Marcelo Lima Bonanata
ExecutivesWell, Gustavo, this is Marcelo Bonanata, Answering your second question in relation to the mid- and high-level market. I would like to stress that today, we have almost none inventory of mid-level ready. We almost resold almost everything and of our land bank for the mid-level, we launched Caminhos da Lapa where we opened the sales for a mid and high level and we sold the apartments at the range of BRL 1 million, and we did it very well. And this, we can -- will open the sales of a mid-level. We have never been segmented just to 1 product and mid and high level has been our flagship. And we want to try this units and we think it's important. The interest rate is more elevated, but the term of flexibilization and payment of savings really made it flexible. And many people know that is paying more of interested, but they can balance the debt due to the elasticity the banks provided. So the mid-level segment continues to be a product that we have on our radar. And we have some seasonality, but it's also in our pipeline and we are doing a good performance. Well, we have always worked like this. We don't want to focus on just one segment. We want to have rational distribution and participate in very high, high and mid and also investors. We mentioned the compact apartments in Sao Paulo, the studios, but we don't have inventory, they are performing. So we don't want to have a concentration. And now we have this small part in the company's portfolio. But as Marcelo mentioned, always with a partnership with those who are experts.
Operator
Operator[Operator Instructions] The next is from [indiscernible] Bradesco BBI. In relation to the SempToshiba sales to Cyrela how much this will contribute for cash generation for Helbor? And can we expect more sales in the year sales of assets like land bank?
Unknown Executive
ExecutivesWell, we sold the plot, but we are part of it. So cash generation comes in 2 parts. This financial swap that we did of about [ 70% ] in PSV estimated [indiscernible]. And we have also interest of 30%, which is of a shorter cycle that will generate a good result to the company a very low cash exposure. And also the CEPAC that we sold. So when you sum everything, you see that this operation in next quarter over the year, it will reflect in our leverage reduction. And if you are going to sell any other assets, well, we are showing [indiscernible] that we want to recycle our land bank.

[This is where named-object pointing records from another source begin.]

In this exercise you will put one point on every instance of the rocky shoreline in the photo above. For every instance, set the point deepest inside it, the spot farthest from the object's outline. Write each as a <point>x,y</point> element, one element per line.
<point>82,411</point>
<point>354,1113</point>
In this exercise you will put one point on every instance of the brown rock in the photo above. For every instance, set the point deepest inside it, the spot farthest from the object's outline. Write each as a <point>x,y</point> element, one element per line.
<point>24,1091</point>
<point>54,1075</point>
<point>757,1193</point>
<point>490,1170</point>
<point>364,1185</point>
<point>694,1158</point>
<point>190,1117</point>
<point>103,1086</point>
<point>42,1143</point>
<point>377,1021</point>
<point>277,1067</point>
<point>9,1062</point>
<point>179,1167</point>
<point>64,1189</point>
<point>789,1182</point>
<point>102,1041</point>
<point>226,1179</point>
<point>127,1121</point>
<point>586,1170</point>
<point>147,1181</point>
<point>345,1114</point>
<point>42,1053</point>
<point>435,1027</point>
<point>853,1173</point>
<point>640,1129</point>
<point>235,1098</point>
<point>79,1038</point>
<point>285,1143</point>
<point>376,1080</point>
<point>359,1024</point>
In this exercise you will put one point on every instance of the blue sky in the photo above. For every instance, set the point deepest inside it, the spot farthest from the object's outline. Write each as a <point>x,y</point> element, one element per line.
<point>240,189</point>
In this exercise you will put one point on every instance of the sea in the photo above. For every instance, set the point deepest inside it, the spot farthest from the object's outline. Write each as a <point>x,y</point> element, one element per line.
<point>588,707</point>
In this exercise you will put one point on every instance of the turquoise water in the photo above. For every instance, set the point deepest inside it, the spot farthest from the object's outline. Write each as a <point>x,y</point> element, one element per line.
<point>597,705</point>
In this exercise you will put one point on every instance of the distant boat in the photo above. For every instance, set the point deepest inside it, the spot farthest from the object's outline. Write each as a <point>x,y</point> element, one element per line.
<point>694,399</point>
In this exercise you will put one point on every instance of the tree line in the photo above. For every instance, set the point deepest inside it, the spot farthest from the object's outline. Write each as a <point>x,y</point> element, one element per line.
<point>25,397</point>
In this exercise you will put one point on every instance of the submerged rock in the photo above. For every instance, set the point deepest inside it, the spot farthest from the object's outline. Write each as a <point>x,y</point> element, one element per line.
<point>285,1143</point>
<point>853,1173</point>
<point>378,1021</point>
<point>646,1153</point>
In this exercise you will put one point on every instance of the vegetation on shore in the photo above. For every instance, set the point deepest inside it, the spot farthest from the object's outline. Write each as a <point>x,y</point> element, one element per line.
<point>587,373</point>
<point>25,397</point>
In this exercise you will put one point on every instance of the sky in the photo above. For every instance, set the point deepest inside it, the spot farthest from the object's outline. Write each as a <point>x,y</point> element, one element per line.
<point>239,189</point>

But today, we are much more focused in approving the projects in the development and launches. And if there is an opportunity as we had to sell to Cyrela we were not -- this land was not expected to be sold, but we saw an opportunity there, which may happen, but we want to manage the land bank for our launches. Well, you see that the inventory of the company is low now. Everything we have to sell is for basically 1 year. So this year, we will have new launches very prudently, but looking to the future because it's useless to sell a plant or a land -- a piece of land and then in 1 year, you have to buy land again. So the recycling of our land bank is for a very nice. This land of SempToshiba is something that we are studying as well. We have some lands in-house that today, they have a more economic profile. So maybe we use it for Minha Casa Minha Vida launch. We can -- maybe we can do this year.
Operator
OperatorThe Q&A session is closed. We'd like to give the floor to Mr. Henry.
Henry Borenstein
ExecutivesI'd like to thank Helbor's for those who participate in the conference. Thank you very much.
Operator
OperatorThe conference call is closed. Have a nice day. Thank you. [Statements in English on this transcript were spoken by an interpreter present on the live call.]